ここは八百屋、そしてこの店に生まれた一人娘のわたしは今当然のように店番をさせられている。
しかしそこは花も恥じらう18才。今日だってともだち誘って夏らしい小物でも探しに行きたかったのに店長である父親からのこの仕打ち。 まぁ、手伝った売上から仕入れ値を引いた分は丸々給料としてくれるって言うから食いついたわたしもわたしだけどお客さんが来ないんじゃ意味がない。 八百屋のくせになんと色味も実りもない仕事なんだろうか。
「はぁー、もう店番抜けちゃおっかな・・・・・って」
ソイツが視界の端に映ったのはちょうどサボタージュの計画を立案していた時だ。
この店のある大通り、生活に必要なものはここの店々である程度なんでも揃ってしまうというなかなか大きな商店街だ。

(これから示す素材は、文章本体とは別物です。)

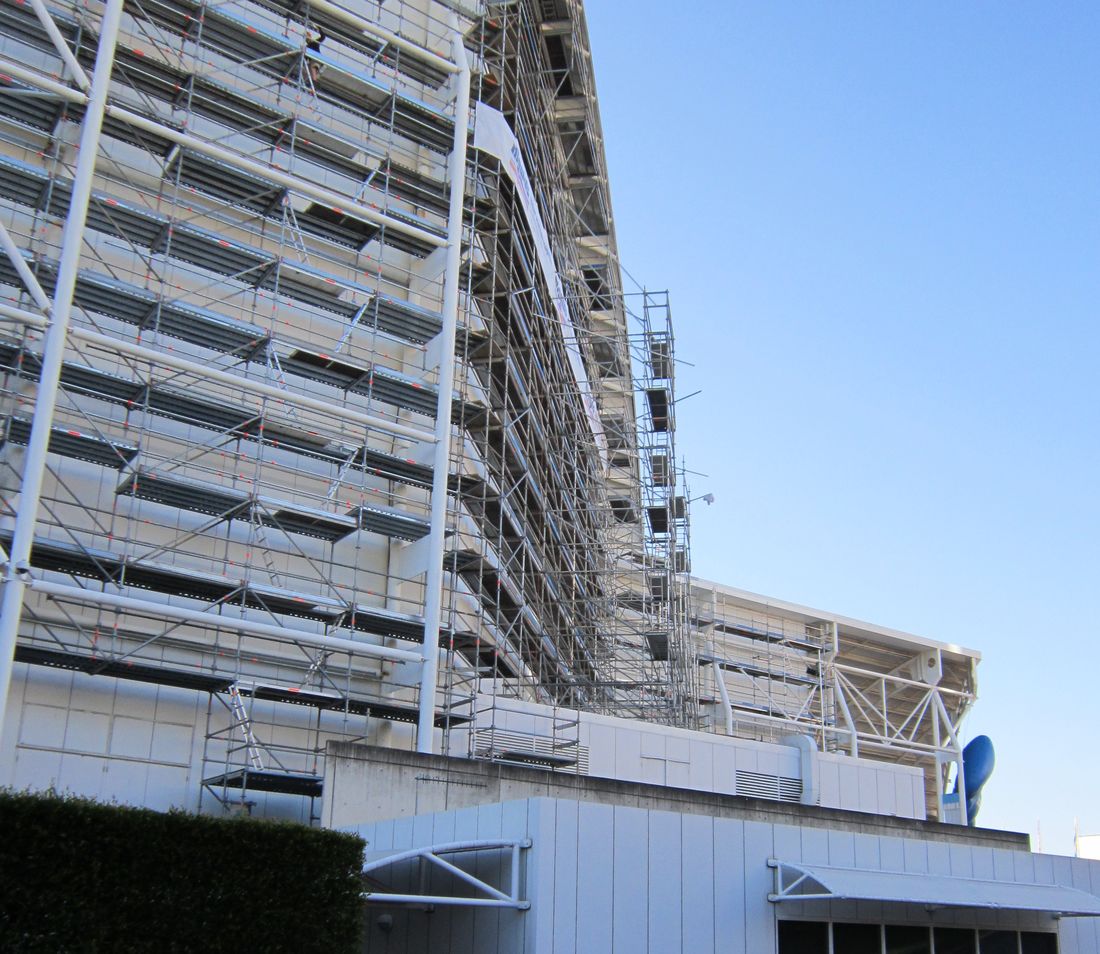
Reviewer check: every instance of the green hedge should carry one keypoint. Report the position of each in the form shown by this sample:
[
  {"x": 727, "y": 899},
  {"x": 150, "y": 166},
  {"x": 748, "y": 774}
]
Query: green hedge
[{"x": 76, "y": 875}]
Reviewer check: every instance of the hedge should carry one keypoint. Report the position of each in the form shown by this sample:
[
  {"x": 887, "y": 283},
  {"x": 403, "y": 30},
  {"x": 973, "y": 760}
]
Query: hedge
[{"x": 76, "y": 875}]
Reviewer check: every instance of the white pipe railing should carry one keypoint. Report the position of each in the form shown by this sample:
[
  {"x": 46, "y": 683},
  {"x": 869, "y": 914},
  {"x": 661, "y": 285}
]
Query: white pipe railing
[
  {"x": 17, "y": 572},
  {"x": 342, "y": 203}
]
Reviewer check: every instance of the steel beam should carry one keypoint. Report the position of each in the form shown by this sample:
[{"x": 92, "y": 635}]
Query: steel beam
[
  {"x": 441, "y": 457},
  {"x": 17, "y": 572}
]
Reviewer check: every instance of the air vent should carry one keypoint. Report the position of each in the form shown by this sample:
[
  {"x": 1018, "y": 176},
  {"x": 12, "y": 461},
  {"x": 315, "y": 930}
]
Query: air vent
[
  {"x": 518, "y": 747},
  {"x": 765, "y": 786}
]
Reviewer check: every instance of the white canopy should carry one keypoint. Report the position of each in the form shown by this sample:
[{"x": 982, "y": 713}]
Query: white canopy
[{"x": 795, "y": 881}]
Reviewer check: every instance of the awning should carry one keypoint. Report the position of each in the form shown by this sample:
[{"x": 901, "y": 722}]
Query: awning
[
  {"x": 438, "y": 855},
  {"x": 795, "y": 881}
]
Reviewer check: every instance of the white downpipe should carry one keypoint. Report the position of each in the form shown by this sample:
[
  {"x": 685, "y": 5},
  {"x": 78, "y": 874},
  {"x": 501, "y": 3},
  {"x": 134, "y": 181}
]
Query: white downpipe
[
  {"x": 61, "y": 45},
  {"x": 441, "y": 458},
  {"x": 248, "y": 384},
  {"x": 257, "y": 387},
  {"x": 843, "y": 702},
  {"x": 34, "y": 463},
  {"x": 344, "y": 204},
  {"x": 724, "y": 692},
  {"x": 263, "y": 631},
  {"x": 960, "y": 778},
  {"x": 19, "y": 263}
]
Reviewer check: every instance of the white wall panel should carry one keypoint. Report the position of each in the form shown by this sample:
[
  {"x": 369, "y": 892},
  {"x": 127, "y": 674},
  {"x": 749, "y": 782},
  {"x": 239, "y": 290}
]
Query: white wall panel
[
  {"x": 696, "y": 885},
  {"x": 758, "y": 880},
  {"x": 729, "y": 913},
  {"x": 595, "y": 895},
  {"x": 630, "y": 876}
]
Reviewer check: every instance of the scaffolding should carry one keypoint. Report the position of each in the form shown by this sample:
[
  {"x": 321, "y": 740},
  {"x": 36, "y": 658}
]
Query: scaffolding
[{"x": 237, "y": 493}]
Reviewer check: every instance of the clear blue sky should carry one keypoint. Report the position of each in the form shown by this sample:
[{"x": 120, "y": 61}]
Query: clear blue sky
[{"x": 880, "y": 226}]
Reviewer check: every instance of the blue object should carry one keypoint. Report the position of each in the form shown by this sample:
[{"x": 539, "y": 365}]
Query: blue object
[{"x": 978, "y": 761}]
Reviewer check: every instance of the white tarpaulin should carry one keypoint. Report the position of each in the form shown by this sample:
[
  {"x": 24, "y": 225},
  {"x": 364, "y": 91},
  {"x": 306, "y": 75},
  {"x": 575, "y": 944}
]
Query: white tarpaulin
[{"x": 493, "y": 134}]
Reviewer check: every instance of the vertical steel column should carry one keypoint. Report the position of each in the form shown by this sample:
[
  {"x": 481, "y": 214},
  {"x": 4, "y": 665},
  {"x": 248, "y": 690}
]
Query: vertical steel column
[
  {"x": 441, "y": 458},
  {"x": 19, "y": 563}
]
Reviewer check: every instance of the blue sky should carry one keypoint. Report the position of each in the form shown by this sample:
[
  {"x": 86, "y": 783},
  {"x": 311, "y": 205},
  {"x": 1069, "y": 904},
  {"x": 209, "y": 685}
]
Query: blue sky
[{"x": 880, "y": 227}]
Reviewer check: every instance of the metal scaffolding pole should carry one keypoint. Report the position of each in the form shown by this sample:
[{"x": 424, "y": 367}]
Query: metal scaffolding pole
[
  {"x": 18, "y": 569},
  {"x": 441, "y": 458}
]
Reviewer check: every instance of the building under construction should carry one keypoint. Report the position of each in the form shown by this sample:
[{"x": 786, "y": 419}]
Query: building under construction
[
  {"x": 341, "y": 381},
  {"x": 328, "y": 429}
]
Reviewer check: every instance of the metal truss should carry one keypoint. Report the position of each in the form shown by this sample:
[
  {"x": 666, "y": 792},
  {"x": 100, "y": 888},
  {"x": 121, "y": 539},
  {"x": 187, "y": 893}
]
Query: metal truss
[{"x": 432, "y": 856}]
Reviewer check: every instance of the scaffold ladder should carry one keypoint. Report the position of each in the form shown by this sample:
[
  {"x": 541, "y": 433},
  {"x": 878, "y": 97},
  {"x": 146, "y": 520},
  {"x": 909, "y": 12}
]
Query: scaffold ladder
[{"x": 244, "y": 723}]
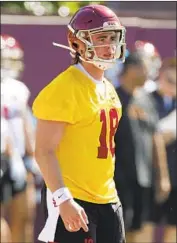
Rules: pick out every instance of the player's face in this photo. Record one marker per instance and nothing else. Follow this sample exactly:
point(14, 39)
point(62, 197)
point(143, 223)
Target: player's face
point(105, 44)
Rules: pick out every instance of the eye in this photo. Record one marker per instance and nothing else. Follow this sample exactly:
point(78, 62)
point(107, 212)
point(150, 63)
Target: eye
point(113, 38)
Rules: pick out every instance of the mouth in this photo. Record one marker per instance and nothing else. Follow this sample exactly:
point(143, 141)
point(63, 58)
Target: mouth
point(108, 56)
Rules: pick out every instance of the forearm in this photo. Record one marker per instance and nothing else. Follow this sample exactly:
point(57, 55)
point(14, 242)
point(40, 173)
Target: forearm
point(50, 170)
point(160, 159)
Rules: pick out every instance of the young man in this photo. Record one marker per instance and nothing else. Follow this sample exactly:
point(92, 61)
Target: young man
point(78, 114)
point(14, 108)
point(137, 141)
point(165, 104)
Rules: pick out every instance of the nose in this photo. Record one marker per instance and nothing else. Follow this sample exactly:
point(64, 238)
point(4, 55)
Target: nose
point(111, 49)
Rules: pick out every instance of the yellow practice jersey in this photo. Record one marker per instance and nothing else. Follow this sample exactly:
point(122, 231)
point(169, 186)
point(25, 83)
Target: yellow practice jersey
point(86, 151)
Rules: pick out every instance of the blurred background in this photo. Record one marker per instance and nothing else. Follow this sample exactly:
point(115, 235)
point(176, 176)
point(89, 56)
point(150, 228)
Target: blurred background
point(32, 27)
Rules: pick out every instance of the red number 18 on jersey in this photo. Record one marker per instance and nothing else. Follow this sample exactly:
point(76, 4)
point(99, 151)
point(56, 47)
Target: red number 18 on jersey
point(104, 147)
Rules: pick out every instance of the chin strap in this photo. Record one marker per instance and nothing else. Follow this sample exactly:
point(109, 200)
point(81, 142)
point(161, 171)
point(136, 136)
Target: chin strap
point(99, 64)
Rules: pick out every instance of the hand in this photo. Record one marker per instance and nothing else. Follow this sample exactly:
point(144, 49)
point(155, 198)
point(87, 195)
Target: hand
point(73, 216)
point(163, 190)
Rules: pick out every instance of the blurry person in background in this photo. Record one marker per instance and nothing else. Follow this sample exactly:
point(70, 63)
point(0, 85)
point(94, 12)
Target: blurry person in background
point(5, 184)
point(78, 113)
point(152, 60)
point(136, 139)
point(113, 73)
point(14, 107)
point(165, 104)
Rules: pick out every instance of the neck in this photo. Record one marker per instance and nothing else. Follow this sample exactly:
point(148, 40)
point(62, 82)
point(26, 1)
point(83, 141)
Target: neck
point(95, 72)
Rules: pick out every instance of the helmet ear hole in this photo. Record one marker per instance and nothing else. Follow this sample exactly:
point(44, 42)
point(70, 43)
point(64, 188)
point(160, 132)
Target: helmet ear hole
point(75, 45)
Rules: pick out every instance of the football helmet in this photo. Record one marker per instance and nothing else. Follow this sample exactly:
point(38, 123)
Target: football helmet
point(89, 21)
point(151, 57)
point(11, 57)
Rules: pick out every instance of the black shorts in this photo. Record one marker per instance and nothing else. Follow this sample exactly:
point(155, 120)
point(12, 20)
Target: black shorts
point(165, 212)
point(105, 223)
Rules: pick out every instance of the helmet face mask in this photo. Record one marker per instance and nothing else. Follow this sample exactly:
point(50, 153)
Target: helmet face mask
point(101, 22)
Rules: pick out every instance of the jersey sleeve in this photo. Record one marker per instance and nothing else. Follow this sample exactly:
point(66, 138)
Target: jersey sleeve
point(57, 102)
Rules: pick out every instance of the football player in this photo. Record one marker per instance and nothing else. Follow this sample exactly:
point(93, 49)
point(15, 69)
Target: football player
point(78, 114)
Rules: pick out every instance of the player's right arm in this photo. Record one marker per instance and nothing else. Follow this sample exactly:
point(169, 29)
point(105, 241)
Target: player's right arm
point(55, 110)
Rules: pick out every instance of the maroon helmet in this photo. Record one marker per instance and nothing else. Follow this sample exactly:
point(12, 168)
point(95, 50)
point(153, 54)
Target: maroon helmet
point(91, 20)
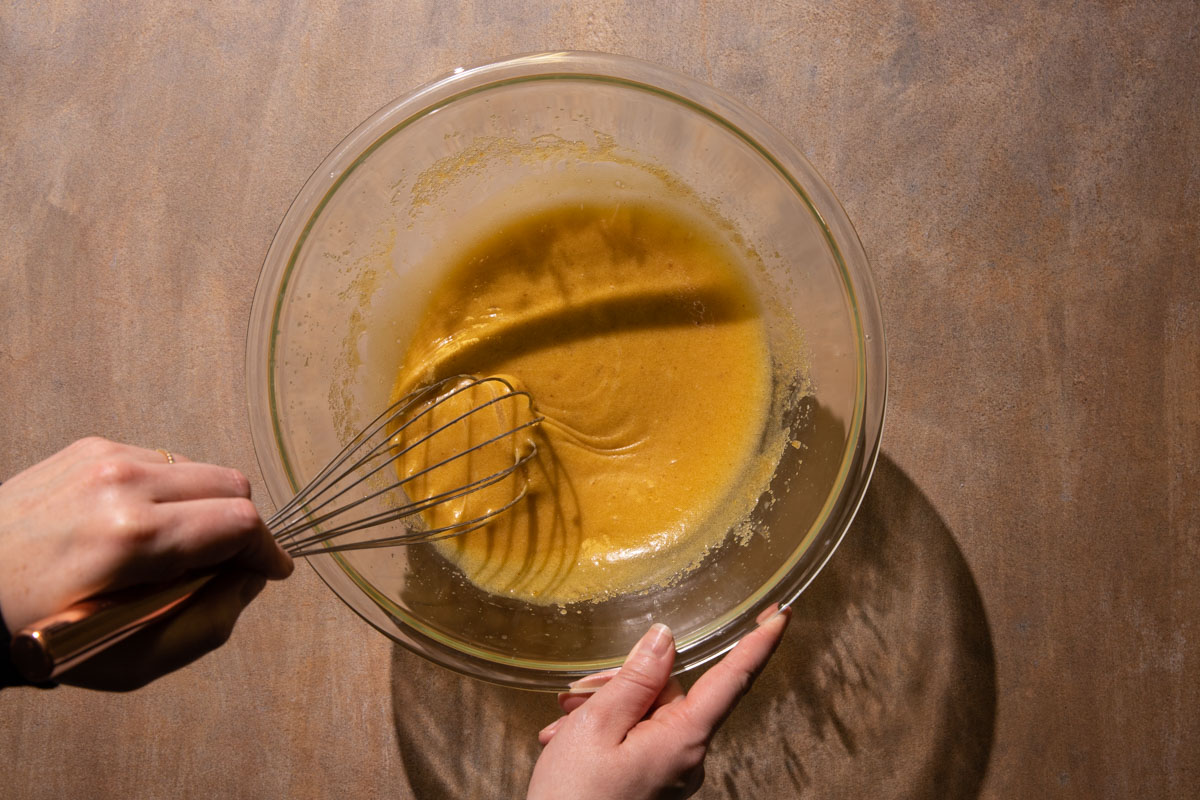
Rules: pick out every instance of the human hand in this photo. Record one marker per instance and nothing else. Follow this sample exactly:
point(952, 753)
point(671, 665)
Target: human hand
point(101, 516)
point(640, 735)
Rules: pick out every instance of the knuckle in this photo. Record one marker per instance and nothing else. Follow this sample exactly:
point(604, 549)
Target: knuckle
point(243, 515)
point(636, 678)
point(114, 473)
point(129, 524)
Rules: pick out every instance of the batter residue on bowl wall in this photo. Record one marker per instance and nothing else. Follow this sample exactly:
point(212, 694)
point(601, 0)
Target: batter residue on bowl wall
point(637, 334)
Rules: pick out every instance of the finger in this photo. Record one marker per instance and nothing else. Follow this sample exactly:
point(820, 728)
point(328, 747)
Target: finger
point(192, 481)
point(718, 690)
point(210, 531)
point(589, 684)
point(621, 704)
point(569, 702)
point(203, 624)
point(672, 692)
point(549, 732)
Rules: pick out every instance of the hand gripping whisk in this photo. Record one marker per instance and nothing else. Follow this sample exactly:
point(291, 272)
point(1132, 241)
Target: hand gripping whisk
point(441, 462)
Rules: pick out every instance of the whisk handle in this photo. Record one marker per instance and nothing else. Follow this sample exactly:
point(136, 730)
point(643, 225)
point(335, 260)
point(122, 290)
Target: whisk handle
point(46, 649)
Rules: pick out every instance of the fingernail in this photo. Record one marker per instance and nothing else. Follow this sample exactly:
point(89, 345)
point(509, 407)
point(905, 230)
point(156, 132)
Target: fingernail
point(655, 643)
point(589, 684)
point(779, 618)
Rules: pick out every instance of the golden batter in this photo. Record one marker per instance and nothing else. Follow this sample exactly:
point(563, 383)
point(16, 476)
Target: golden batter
point(642, 344)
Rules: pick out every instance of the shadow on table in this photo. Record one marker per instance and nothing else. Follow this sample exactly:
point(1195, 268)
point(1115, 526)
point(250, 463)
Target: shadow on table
point(885, 684)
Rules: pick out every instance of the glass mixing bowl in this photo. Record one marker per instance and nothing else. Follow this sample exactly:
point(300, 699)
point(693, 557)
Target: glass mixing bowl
point(345, 278)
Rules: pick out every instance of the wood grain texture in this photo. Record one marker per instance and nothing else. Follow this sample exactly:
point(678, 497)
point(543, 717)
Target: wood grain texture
point(1026, 181)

そんな道幅は広いけど今日は暑さのせいで人足もいつもよりまばらな道をこの国では、とゆーか大陸の中で自体珍しい黒髪の見知った顔が歩いてくる。
「よっ!こんな天気のいい日に店番か?」
「いい天気って・・・ただ暑いだけでしょ。せっかく来たんならなんか買っていってよね」
まったく・・・・・こんだけ暑いのによく言うわ。 こっちがだれのためにこぉーんな大変な思いしてるとも知らないで。
「はいはい、もとからそのつもりで来たんだからな。 んじゃこのトマt・・・・・じゃなくてトーメルの実を2つくれ」
「えとー、トーメルの実2つで360ギルね。 あとこれはサービス、仕入れすぎちゃったから持ってってよ」
どうせ今日はお客さんも大してこないんだろうし、腐らせるのももったいないから・・・・・っていうのは建前かな。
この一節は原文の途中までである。